Este sándwich se arma sin pan: las “tapas” son dos mitades de morrón apenas marcadas, que quedan jugosas y bien sabrosas.
Por dentro lleva un relleno bien generoso, con queso, jamón, tomate y palta para lograr un contraste perfecto entre cremoso, fresco y derretido.

Te recomendamos: Pan de queso en licuadora, bien esponjoso y lleno de queso
Ideal cuando querés algo distinto, rico y con una pinta increíble.
Ingredientes
-
2 morrones rojos grandes (bien firmes)
-
6–8 fetas de jamón cocido
-
4 fetas de queso (mozzarella, tybo, gouda o el que te guste)
-
1 tomate grande, en rodajas
-
1 palta, en rodajas
-
1 puñado de hojas verdes (lechuga o espinaca)
-
1 cucharada de aceite de oliva
-
Sal y pimienta negra a gusto
-
Opcional: semillas de sésamo para terminar
Preparación
-
Lavá los morrones, secalos y cortalos a lo largo para que queden dos “tapas” grandes. Retirá semillas y nervaduras.
-
Calentá una plancha o sartén. Pintá apenas los morrones con aceite de oliva. Marcá 2–3 minutos del lado de la piel hasta que tome color y se dore un poco.
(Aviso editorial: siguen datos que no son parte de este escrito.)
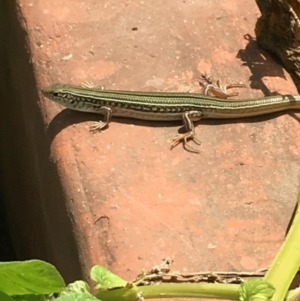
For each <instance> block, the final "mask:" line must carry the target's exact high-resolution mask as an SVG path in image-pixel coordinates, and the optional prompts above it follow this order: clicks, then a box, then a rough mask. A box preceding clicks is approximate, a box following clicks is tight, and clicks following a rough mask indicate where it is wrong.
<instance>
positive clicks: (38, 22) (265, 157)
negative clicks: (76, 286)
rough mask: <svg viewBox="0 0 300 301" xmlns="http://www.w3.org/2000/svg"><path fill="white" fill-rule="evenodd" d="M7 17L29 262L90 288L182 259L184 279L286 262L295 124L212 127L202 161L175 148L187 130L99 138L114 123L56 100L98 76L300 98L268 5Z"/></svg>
mask: <svg viewBox="0 0 300 301" xmlns="http://www.w3.org/2000/svg"><path fill="white" fill-rule="evenodd" d="M6 6H7V7H6V9H7V11H8V12H9V13H8V15H7V16H6V18H7V22H8V24H9V28H8V29H9V30H8V31H7V33H8V35H6V34H5V33H4V32H2V39H3V40H5V41H6V45H7V47H6V51H7V52H6V53H5V55H6V57H7V60H6V61H5V62H6V73H5V76H3V75H2V80H3V81H4V82H2V81H0V83H1V84H2V86H0V88H1V89H2V92H1V93H2V96H1V98H2V99H3V100H4V102H5V109H4V110H2V112H1V113H2V114H1V115H3V118H2V117H1V119H2V121H1V122H0V123H1V131H2V133H3V137H2V141H1V143H6V147H7V148H6V151H5V152H2V156H1V165H2V172H1V174H2V177H4V176H3V175H4V173H6V174H5V177H4V178H5V180H4V191H5V195H6V197H7V200H8V207H9V210H10V216H11V219H12V220H13V221H15V222H19V224H18V226H16V225H14V229H13V230H12V233H13V234H14V236H15V241H16V242H15V244H16V247H17V249H18V251H19V254H23V256H24V257H28V256H32V257H39V258H44V259H47V260H49V261H51V262H53V263H54V264H56V265H57V267H58V268H59V270H60V271H61V272H62V274H63V275H64V276H65V278H66V279H67V281H71V280H73V279H78V277H79V276H80V275H81V274H83V275H84V276H85V277H86V278H87V275H88V272H89V269H90V268H91V266H92V265H94V264H101V265H103V266H106V267H108V268H110V269H111V270H112V271H113V272H115V273H117V274H119V275H120V276H122V277H123V278H125V279H129V280H130V279H133V278H135V276H136V275H137V274H139V273H140V271H141V269H142V268H145V269H149V268H151V267H152V266H153V265H155V264H157V263H160V261H161V259H162V258H163V257H164V256H167V255H169V256H173V257H174V258H175V263H174V265H173V269H174V270H181V271H200V270H212V271H213V270H256V269H259V268H262V267H265V266H267V265H268V264H269V263H270V262H271V261H272V259H273V257H274V255H275V254H276V252H277V250H278V248H279V246H280V244H281V242H282V241H283V239H284V235H285V231H286V229H287V226H288V223H289V220H290V218H291V214H292V212H293V209H294V205H295V202H296V193H297V189H298V185H299V167H300V164H299V151H300V143H299V142H298V141H300V139H299V138H300V125H299V122H298V120H297V118H296V117H295V116H294V118H293V116H290V115H288V114H273V115H270V116H266V117H259V118H251V119H243V120H236V121H234V122H232V121H231V122H226V121H222V122H219V121H208V122H200V124H199V125H198V126H197V128H196V131H197V134H198V138H199V139H200V140H201V141H202V145H201V146H200V150H201V153H200V154H198V155H197V154H192V153H189V152H187V151H185V150H184V149H183V148H182V146H178V147H176V148H175V149H173V150H172V151H171V150H170V144H171V141H172V139H173V138H174V136H176V134H177V132H178V129H179V128H180V126H181V124H180V123H171V124H166V123H148V122H139V121H133V120H125V119H115V120H114V122H112V123H111V124H110V126H109V128H108V129H107V130H106V131H104V132H102V133H99V134H92V133H91V132H90V131H89V126H90V125H91V124H92V122H93V121H95V120H98V119H99V116H95V115H93V114H84V113H79V112H71V111H68V110H65V109H64V108H62V107H60V106H59V105H57V104H55V103H53V102H51V101H49V100H47V99H45V98H43V97H42V95H41V93H40V88H42V87H44V86H46V85H49V84H52V83H55V82H65V83H72V84H80V83H81V82H83V81H85V80H88V81H92V82H93V83H95V84H96V85H104V86H105V87H106V88H109V89H128V90H145V91H199V90H200V88H199V87H198V86H197V85H195V78H197V77H199V76H200V74H201V73H207V74H210V75H212V76H213V77H214V78H221V79H222V80H223V82H225V83H229V82H243V83H245V84H246V85H247V88H246V89H243V90H240V91H239V92H240V97H257V96H263V95H269V94H271V93H273V92H279V93H297V91H296V89H295V87H294V85H293V83H292V81H291V79H290V77H289V75H288V74H287V73H286V72H285V71H284V70H283V68H282V67H281V66H280V65H278V64H277V63H276V62H274V61H273V60H272V58H271V57H270V56H269V55H268V54H267V53H265V52H264V51H262V50H260V49H258V47H257V45H256V42H255V38H254V33H253V29H254V25H255V22H256V19H257V18H258V17H259V12H258V9H257V7H256V6H255V5H254V3H253V1H250V0H244V1H237V0H236V1H234V0H227V1H220V0H211V1H189V0H186V1H177V0H176V1H174V0H172V1H171V0H167V1H164V4H162V3H161V1H157V0H152V1H130V0H128V1H115V0H108V1H92V0H86V1H81V2H80V1H75V0H73V1H72V0H65V1H62V0H54V1H46V0H39V1H25V0H19V1H14V2H13V1H6ZM26 44H27V49H28V51H29V54H27V53H26V52H25V50H24V49H25V48H24V45H26ZM1 51H2V54H3V52H5V51H4V50H1ZM5 82H6V83H7V84H4V83H5ZM35 82H37V88H36V86H35ZM24 213H25V214H24ZM29 233H30V239H28V234H29ZM20 241H21V242H20ZM24 254H25V255H24Z"/></svg>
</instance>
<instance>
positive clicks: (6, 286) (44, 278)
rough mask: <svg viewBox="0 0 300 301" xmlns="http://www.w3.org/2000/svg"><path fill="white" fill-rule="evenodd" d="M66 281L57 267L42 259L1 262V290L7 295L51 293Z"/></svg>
mask: <svg viewBox="0 0 300 301" xmlns="http://www.w3.org/2000/svg"><path fill="white" fill-rule="evenodd" d="M64 288H65V283H64V280H63V278H62V277H61V275H60V274H59V272H58V271H57V270H56V268H55V267H54V266H53V265H51V264H49V263H47V262H44V261H41V260H28V261H15V262H0V291H3V292H4V293H6V294H7V295H10V296H12V295H30V294H33V295H49V294H51V293H54V292H61V291H62V290H63V289H64Z"/></svg>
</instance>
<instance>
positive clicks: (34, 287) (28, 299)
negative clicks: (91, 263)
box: [0, 193, 300, 301]
mask: <svg viewBox="0 0 300 301" xmlns="http://www.w3.org/2000/svg"><path fill="white" fill-rule="evenodd" d="M299 204H300V193H298V202H297V210H296V214H295V217H294V220H293V223H292V225H291V227H290V230H289V233H288V235H287V237H286V239H285V241H284V243H283V244H282V246H281V248H280V250H279V252H278V253H277V255H276V257H275V259H274V260H273V262H272V264H271V266H270V268H269V269H268V271H267V273H266V274H265V275H264V274H262V273H260V274H259V273H258V275H259V276H264V277H261V278H250V279H248V280H246V281H241V279H240V277H242V276H248V277H249V276H253V275H255V274H253V273H248V275H246V274H247V273H236V277H235V276H234V274H233V273H229V272H225V273H223V274H222V273H221V274H219V275H217V274H215V273H211V274H208V273H201V272H198V273H190V274H189V277H188V276H187V274H180V273H178V272H176V273H171V272H170V269H169V265H170V263H171V260H170V259H166V260H165V261H164V262H163V264H162V265H159V266H156V267H155V269H152V270H151V271H150V272H147V273H145V272H142V274H141V275H139V276H138V277H137V279H136V280H134V281H126V280H123V279H122V278H120V277H119V276H117V275H115V274H113V273H111V272H110V271H108V270H106V269H105V268H103V267H101V266H94V267H93V268H92V269H91V278H92V279H93V280H94V281H95V282H96V285H95V289H96V290H97V293H96V294H92V293H91V290H90V287H89V285H88V284H87V283H86V282H84V281H75V282H74V283H71V284H69V285H67V286H66V284H65V282H64V280H63V278H62V276H61V275H60V274H59V272H58V271H57V270H56V268H55V267H54V266H53V265H51V264H49V263H47V262H44V261H41V260H29V261H24V262H3V263H0V301H53V300H55V301H97V300H102V301H144V299H152V298H159V299H162V298H206V299H208V298H213V299H229V300H239V301H265V300H272V301H283V300H287V301H295V300H299V296H300V288H297V289H294V290H289V287H290V285H291V282H292V280H293V278H294V277H295V275H296V273H297V272H298V269H299V266H300V240H299V237H300V213H299ZM183 275H184V277H185V282H184V283H176V281H175V280H176V279H177V278H178V277H181V276H183ZM256 276H257V275H256ZM176 277H177V278H176ZM238 282H239V283H238Z"/></svg>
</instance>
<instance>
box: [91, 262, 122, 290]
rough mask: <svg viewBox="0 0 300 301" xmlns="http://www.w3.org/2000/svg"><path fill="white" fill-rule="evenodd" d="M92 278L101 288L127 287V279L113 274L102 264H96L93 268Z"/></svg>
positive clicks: (111, 272)
mask: <svg viewBox="0 0 300 301" xmlns="http://www.w3.org/2000/svg"><path fill="white" fill-rule="evenodd" d="M91 278H92V279H93V280H94V281H96V282H97V283H98V285H97V286H96V288H97V289H99V288H112V287H125V286H126V284H127V281H125V280H123V279H122V278H120V277H119V276H117V275H115V274H113V273H112V272H110V271H109V270H107V269H105V268H104V267H102V266H100V265H95V266H93V267H92V269H91Z"/></svg>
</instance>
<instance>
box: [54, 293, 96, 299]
mask: <svg viewBox="0 0 300 301" xmlns="http://www.w3.org/2000/svg"><path fill="white" fill-rule="evenodd" d="M55 301H99V299H97V298H96V297H94V296H93V295H91V294H89V293H83V294H79V293H73V294H70V295H64V296H60V297H58V298H57V299H55Z"/></svg>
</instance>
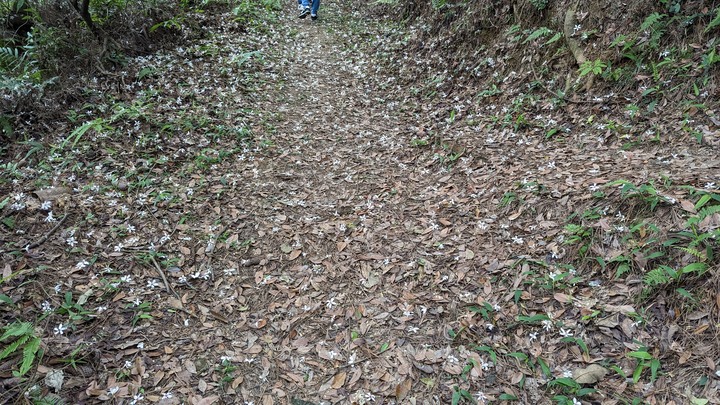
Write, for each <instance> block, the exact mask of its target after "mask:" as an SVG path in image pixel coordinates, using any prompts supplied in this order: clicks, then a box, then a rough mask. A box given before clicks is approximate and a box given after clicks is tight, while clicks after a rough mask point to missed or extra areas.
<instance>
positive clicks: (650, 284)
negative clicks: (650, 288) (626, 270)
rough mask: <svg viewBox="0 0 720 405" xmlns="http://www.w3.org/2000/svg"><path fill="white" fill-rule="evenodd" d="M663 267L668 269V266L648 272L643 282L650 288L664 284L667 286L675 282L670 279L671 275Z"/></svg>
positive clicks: (665, 266)
mask: <svg viewBox="0 0 720 405" xmlns="http://www.w3.org/2000/svg"><path fill="white" fill-rule="evenodd" d="M663 267H667V266H660V267H658V268H657V269H652V270H650V271H649V272H647V273H646V274H645V277H644V278H643V282H644V283H645V284H647V285H649V286H658V285H664V284H667V283H669V282H671V281H673V279H672V278H669V277H668V275H669V274H668V273H667V271H666V269H664V268H663ZM671 270H672V269H671ZM673 271H674V270H673Z"/></svg>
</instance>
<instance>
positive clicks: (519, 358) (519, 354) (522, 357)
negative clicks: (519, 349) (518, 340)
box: [508, 352, 528, 361]
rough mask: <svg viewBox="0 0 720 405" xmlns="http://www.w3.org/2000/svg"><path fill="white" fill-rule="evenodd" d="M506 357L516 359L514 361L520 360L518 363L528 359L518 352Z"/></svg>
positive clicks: (524, 360)
mask: <svg viewBox="0 0 720 405" xmlns="http://www.w3.org/2000/svg"><path fill="white" fill-rule="evenodd" d="M508 356H510V357H514V358H516V359H518V360H520V361H525V360H527V359H528V357H527V354H525V353H520V352H513V353H510V354H508Z"/></svg>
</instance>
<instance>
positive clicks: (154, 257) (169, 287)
mask: <svg viewBox="0 0 720 405" xmlns="http://www.w3.org/2000/svg"><path fill="white" fill-rule="evenodd" d="M150 260H152V262H153V264H154V265H155V270H157V272H158V273H160V277H162V279H163V283H165V291H167V292H168V293H169V292H171V291H172V293H173V294H175V296H176V297H178V295H177V293H176V292H175V290H173V289H172V288H171V287H170V284H169V283H168V282H167V278H165V272H164V271H162V268H160V265H159V264H157V261H155V257H153V256H152V255H150Z"/></svg>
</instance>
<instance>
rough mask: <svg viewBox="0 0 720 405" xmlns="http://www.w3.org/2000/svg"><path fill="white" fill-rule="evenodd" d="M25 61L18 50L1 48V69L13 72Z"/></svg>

Dales vuelta 1 minuto del lado interno solo para entibiar. Salpimentá.
-
En una mitad de morrón (la base), acomodá las hojas verdes.
-
Sumá el jamón en capas, bien distribuido.
-
Agregá el queso y arriba las rodajas de tomate. Condimentá el tomate con sal y pimienta.
-
Terminá con la palta en rodajas.
-
Cerrá con la otra mitad del morrón como tapa y presioná apenas para que se asiente el relleno.
-
Opcional: espolvoreá un poquito de sésamo por arriba para darle un toque final más vistoso.
Para que el queso quede más derretido, podés llevar el sándwich armado a una sartén tapada a fuego bien bajo 2–3 minutos, solo hasta que funda, sin aplastarlo.